REPUBBLICA ITALIANA N. Reg. Ric.

In nome del popolo italiano

Il Tribunale Amministrativo Regionale per il Lazio, sezione Prima ter, composto dai Signori Magistrati:

Luigi Tosti Presidente

Franco De Bernardi Consigliere

Giampiero Lo Presti Consigliere est

ha pronunciato la seguente

SENTENZA

sul ricorso n. 13881/98 R.G. proposto da Ente Produttori Selvaggina E.P.S., sezione regionale del Lazio, in persona del Presidente e legale rappresentante pro tempore , rappresentato e difeso dall'avv. Adriano Giuffrè , presso lo studio del quale è elettivamente domiciliato in Roma, via Collina 36 ,

CONTRO

Regione Lazio, in persona del Presidente pro tempore, rappresentato e difeso dall’avv. Giuseppe Bottino, presso lo studio del quale è elettivamente domiciliato in Roma, via Vasanello 20

E

Provincia di Roma, in persona del Presidente pro tempore, rappresentato e difeso dall’avv. Massimiliano Sieni, con domicilio eletto presso l’Avvocatura della Provincia, in Roma, via IV Novembre 119/A

E

Provincia di Viterbo, Provincia di Frosinone, Provincia di Rieti, non costituite in giudizio

PER L'ANNULLAMENTO

Della deliberazione del Consiglio Regionale del Lazio del 29 luglio 1998 n. 450 avente ad oggetto l’approvazione del piano faunistico venatorio regionale.
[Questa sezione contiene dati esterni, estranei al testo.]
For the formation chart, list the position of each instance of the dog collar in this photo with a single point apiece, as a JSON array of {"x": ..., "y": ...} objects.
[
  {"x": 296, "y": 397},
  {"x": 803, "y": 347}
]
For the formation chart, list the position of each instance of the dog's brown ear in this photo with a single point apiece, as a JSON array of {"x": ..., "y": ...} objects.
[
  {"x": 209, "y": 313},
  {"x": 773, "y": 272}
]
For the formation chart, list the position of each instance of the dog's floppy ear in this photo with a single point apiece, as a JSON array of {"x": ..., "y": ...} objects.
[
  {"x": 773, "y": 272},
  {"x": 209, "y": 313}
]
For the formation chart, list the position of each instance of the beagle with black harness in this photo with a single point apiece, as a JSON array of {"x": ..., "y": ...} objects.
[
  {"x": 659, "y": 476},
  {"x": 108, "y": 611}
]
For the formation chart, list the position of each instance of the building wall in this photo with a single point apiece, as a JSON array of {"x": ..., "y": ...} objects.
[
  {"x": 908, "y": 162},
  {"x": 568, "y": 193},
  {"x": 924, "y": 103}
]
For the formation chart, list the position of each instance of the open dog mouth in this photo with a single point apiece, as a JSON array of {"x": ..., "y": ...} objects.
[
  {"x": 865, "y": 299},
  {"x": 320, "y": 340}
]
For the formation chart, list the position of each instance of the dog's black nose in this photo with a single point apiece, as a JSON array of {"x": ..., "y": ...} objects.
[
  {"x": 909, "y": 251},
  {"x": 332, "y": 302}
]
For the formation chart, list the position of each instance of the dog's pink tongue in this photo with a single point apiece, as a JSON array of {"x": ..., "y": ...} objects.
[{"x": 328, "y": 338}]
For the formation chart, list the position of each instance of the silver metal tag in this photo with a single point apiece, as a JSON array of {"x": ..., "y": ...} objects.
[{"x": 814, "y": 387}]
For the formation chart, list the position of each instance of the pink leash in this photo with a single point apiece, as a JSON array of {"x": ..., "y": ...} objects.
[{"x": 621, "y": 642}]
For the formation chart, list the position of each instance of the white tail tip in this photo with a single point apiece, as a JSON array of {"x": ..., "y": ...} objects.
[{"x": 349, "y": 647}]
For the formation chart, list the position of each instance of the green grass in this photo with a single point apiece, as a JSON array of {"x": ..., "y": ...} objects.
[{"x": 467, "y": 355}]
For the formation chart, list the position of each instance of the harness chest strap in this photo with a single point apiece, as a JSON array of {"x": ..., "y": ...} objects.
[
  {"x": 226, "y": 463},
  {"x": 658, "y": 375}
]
Visto il ricorso con i relativi allegati;

Visto l'atto di costituzione in giudizio della Regione Lazio ;

Visto l’atto di costituzione in giudizio dell’Amministrazione Provinciale di Roma;

Visti gli atti tutti della causa;

Udito alla pubblica udienza del giorno 28 ottobre 2004 , il magistrato relatore, Cons. Avv. Giampiero Lo Presti;

Uditi altresì gli avvocati delle parti costituite come indicati nel verbale di udienza ;

Ritenuto in fatto e considerato in diritto quanto segue:

FATTO

La sezione regionale del Lazio dell’Ente Nazionale Produttori Selvaggina, associazione venatoria riconosciuta, con ricorso notificato in data 14 ottobre 1998 alla Regione Lazio e alla Provincia di Viterbo e, successivamente, anche alle altre Province della Regione, ha impugnato la delibera consiliare in epigrafe di approvazione del piano regionale faunistico venatorio, assumendone l’illegittimità in relazione ai seguenti motivi di censura:

-) violazione dell’art. 17, comma 32, della legge n. 127/1997, non essendo stata sottoposta la delibera impugnata al controllo di legittimità;

-) violazione dell’art. 25, comma 4, della legge regionale n. 17/95 e dell’art. 8 della medesima legge. Eccesso di potere per sviamento dalla causa tipica e per travisamento dei fatti, considerato che il parere del Comitato Tecnico Faunistico Venatorio Regionale, pure richiamato nella delibera impugnata, non si sarebbe validamente formato con espressione della volontà della maggioranza dei componenti;

-) violazione del principio di legalità, degli artt. 10 e ss. Della legge regionale n. 17/95 e 10 della legge n. 157/92. eccesso di potere per manifesta ingiustizia, illogicità e disparità di trattamento, per avere la delibera regionale recato modifiche ai piani provinciali al di fuori della regola del partecipativa del giusto procedimento.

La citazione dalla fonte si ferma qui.